Nvidia PEG Ratios Most Attractive Since 2013 but Face AI Spending Risks

NVDANVDA

The S&P 500’s forward P/E ratio fell from over 23 in October to about 22 as tech and energy earnings estimates surged. Analysts say this apparent cheapness depends on sustained data-center spending and war-driven energy gains that could reverse if AI adoption slows or Middle East tensions ease.

1. Forward P/E Contraction

The S&P 500’s forward price-to-earnings ratio has contracted from above 23 in October to around 22, despite the index hitting new highs, as forward earnings estimates in technology and energy sectors have outpaced share price gains.
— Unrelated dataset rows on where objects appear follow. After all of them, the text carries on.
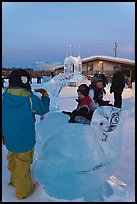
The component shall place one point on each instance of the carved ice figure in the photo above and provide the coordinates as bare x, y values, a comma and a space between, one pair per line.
75, 160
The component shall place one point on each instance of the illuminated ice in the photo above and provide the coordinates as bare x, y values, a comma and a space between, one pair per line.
75, 160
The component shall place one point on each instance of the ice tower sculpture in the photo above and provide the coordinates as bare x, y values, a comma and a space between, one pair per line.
73, 65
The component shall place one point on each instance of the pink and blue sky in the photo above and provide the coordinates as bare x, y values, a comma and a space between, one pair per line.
41, 31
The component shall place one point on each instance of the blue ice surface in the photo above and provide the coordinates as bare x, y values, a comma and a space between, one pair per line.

2. AI Infrastructure Catalyst

Nvidia and other data-center suppliers have seen massive upward revisions to earnings forecasts, driving PEG ratios for the largest tech and AI firms to the most attractive levels since 2013, but this relies on ongoing aggressive capital spending on AI infrastructure.

3. Energy-Driven Earnings Boost

War-related tensions in the Middle East have lifted profit forecasts for oil majors, contributing to overall market earnings growth; however, any de-escalation in geopolitical risks could trigger a sharp reversal in these gains.

4. Valuation Sustainability Debate

Supporters argue that firms like Nvidia will 'grow into' their elevated valuations as cash flows catch up, while skeptics warn that if AI adoption slows or geopolitical drivers fade, the current valuation 'cheapness' may quickly disappear.